It was near Christmas time and the next big race of the year was in Val D’ Isere, France, so I went to Val D’ Isere, France, to see what was up. When Rift and I discussed the idea, Spider Sabich was the star racer on the team. Spider was a hugely handsome and charismatic presence. It was said that Robert Redford’s character in DOWNHILL RACER was based on him and when you see pictures, Sabich was indeed insanely handsome.
The good news is I was in Val D’ Isere. The bad news is that Spider Sabich had left the team to turn pro. Sabich was an important part of our pitch but now he was gone and I struggled to find a key to the team and racing. There was none.

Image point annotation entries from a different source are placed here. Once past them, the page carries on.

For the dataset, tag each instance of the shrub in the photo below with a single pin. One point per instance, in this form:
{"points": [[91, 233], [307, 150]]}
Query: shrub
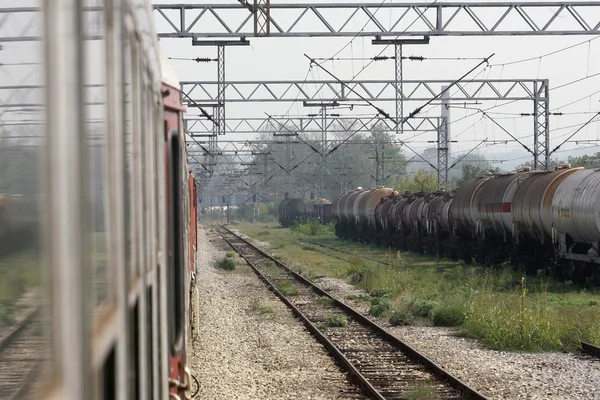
{"points": [[448, 315], [325, 301], [380, 306], [227, 263], [423, 308], [336, 320], [400, 317]]}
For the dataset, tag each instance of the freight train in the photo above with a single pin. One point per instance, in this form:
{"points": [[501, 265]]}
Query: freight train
{"points": [[534, 220], [296, 210]]}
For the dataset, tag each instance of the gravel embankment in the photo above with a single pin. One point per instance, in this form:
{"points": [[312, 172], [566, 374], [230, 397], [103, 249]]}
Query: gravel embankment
{"points": [[249, 345], [496, 374], [504, 375]]}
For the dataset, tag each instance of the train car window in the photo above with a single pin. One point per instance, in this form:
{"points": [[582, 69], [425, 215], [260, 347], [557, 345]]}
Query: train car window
{"points": [[95, 114], [176, 266], [134, 352], [137, 150], [23, 147], [128, 162], [150, 339]]}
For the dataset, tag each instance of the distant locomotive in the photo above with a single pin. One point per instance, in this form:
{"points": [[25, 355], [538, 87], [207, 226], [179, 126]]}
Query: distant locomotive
{"points": [[536, 220], [296, 210]]}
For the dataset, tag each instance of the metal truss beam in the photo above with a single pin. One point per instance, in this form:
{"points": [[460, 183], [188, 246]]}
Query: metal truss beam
{"points": [[373, 90], [517, 18], [341, 124]]}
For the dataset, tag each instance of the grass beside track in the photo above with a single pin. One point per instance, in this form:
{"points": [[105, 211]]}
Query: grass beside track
{"points": [[19, 271], [497, 306]]}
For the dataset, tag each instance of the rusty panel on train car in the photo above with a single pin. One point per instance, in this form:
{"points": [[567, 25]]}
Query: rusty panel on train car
{"points": [[463, 214], [359, 203], [384, 211], [367, 208], [532, 203], [397, 211], [576, 206], [349, 206], [339, 206], [491, 204]]}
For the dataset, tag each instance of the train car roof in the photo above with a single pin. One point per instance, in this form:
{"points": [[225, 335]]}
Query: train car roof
{"points": [[169, 77]]}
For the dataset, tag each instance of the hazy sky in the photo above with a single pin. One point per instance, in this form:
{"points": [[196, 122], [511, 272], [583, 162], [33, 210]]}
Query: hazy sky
{"points": [[283, 59]]}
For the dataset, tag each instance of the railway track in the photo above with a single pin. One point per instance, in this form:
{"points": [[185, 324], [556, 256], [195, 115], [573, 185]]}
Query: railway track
{"points": [[382, 366], [590, 349], [20, 358], [305, 241]]}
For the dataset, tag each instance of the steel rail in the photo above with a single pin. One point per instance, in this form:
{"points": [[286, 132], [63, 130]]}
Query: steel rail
{"points": [[405, 348], [9, 338], [351, 253], [590, 349]]}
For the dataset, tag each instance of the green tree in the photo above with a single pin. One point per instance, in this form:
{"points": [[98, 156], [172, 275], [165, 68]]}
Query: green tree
{"points": [[470, 171], [423, 181]]}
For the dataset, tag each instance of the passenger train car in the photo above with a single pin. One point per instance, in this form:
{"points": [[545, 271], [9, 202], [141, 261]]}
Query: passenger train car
{"points": [[94, 174], [534, 220]]}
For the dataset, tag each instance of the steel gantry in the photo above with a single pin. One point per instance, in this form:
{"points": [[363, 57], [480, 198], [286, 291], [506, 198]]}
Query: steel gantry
{"points": [[198, 126], [371, 89], [534, 90], [339, 19]]}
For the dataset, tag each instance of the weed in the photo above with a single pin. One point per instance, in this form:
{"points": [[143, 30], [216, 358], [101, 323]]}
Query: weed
{"points": [[493, 305], [325, 301], [380, 306], [259, 308], [380, 293], [227, 264], [423, 308], [336, 320], [287, 289], [448, 315]]}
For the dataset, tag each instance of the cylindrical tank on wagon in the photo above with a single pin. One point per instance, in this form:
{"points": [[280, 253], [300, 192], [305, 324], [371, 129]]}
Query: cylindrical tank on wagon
{"points": [[383, 211], [463, 214], [444, 213], [295, 208], [360, 199], [397, 212], [368, 203], [532, 203], [349, 206], [338, 203], [576, 206], [438, 211], [494, 201], [415, 211]]}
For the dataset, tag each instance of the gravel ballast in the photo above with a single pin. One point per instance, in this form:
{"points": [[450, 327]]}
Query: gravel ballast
{"points": [[249, 345], [495, 374]]}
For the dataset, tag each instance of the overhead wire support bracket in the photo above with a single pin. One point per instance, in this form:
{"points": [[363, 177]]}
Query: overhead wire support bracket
{"points": [[399, 73]]}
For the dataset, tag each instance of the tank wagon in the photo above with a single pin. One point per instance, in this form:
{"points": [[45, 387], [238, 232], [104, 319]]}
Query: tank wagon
{"points": [[296, 210], [535, 220]]}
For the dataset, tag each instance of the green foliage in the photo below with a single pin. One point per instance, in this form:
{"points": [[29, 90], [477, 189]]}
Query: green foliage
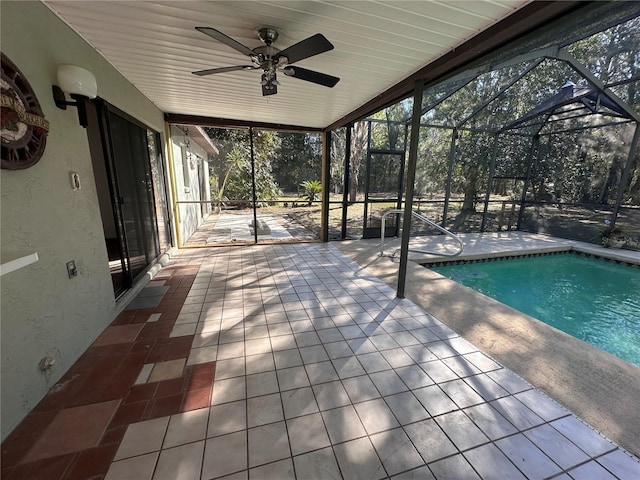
{"points": [[298, 156], [231, 168], [311, 190]]}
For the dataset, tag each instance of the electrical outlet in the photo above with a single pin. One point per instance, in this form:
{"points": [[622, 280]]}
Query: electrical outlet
{"points": [[71, 269]]}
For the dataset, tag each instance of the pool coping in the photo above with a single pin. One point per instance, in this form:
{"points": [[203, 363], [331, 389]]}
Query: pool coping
{"points": [[598, 387]]}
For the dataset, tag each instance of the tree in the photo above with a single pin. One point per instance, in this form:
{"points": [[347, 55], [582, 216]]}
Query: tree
{"points": [[297, 158], [230, 170]]}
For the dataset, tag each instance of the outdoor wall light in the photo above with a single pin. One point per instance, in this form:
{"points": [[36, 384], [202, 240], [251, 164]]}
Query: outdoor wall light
{"points": [[80, 84]]}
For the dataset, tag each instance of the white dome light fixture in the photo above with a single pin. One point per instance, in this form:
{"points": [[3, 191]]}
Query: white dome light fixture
{"points": [[80, 84]]}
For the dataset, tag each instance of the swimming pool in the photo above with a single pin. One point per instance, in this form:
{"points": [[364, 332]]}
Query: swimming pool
{"points": [[591, 299]]}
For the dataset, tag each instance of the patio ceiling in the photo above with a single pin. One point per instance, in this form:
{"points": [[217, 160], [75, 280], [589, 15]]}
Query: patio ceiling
{"points": [[378, 45]]}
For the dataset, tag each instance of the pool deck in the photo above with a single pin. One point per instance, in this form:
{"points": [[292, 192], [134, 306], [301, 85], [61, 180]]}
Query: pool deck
{"points": [[600, 388]]}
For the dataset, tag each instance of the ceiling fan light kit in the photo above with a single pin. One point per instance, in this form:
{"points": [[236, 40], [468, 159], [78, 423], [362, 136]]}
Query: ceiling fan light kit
{"points": [[270, 59]]}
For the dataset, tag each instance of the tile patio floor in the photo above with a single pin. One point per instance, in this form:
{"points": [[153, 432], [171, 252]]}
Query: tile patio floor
{"points": [[290, 361]]}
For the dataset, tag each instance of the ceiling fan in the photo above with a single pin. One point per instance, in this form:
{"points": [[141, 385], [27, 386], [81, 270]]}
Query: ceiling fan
{"points": [[270, 60]]}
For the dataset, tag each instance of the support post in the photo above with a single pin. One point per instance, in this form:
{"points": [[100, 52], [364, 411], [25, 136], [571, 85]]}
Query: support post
{"points": [[253, 187], [625, 173], [492, 171], [411, 177], [326, 180], [447, 190], [535, 145], [347, 179]]}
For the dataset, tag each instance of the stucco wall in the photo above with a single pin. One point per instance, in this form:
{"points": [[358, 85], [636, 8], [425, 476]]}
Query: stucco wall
{"points": [[44, 313], [190, 214]]}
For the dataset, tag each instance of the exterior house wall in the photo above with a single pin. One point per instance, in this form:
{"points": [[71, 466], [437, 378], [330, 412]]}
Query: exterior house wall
{"points": [[44, 313], [188, 185]]}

The team was dismal, as Billy Kidd had also left recently.
I spent some time on the mountain taking some stills and chatting with the racers trying to find a film but the team sucked. The only decent skier on the team was Hank Kashiwa. We bonded a little because he had learned to ski at a tiny upstate New York ski area similar to mine near Pittsburgh. He was no Spider Sabich, however.
The thing came to a grinding halt when the head of the team, an Austrian, Willy Schaeffler, demanded money. I never got along with Austrians named Willy (or Villy as they pronounced it). My technical director, when I taught skiing, was a ‘Villy’ and we always argued about his dogma. I tried to tell Schaeffler that there was no money yet, that the idea of the film would bring the money but, that was that and I went home.
The team had a dismal season and there wouldn’t have been any kind of real film there, so I guess ‘Villy’ did me a favor.
Tragedy struck Sabich. He became a pro ski racer and party animal in Aspen, Colorado. He hooked up with Claudine Longet, the singer, Andy Williams’ ex, and she shot him dead. She claimed it was an accident happening when he was showing her how to use the gun. At the time he was in the shower. Go figure. She was convicted of a lesser crime, paid a small fine, and served thirty days, on weekends.
The Rolling Stones wrote a song about it:
There’s blood in the chalet.
There’s blood in the snow.
She washed her hands.
Of the whole damn show.
I had stopped skiing in Aspen around that time and moved to Vail. The Aspen scene had become too Hollywood and the cocaine was rampant (and was supposed to have been a component of the killing). Ajax sucked as a ski mountain anyway with all these sidehills and transitions. Snowmass next door was more fun. The town’s charm had been steamrollered by new development as well. The town anthem had become, in the immortal words of Sean Penn, “LET’S PARTY.”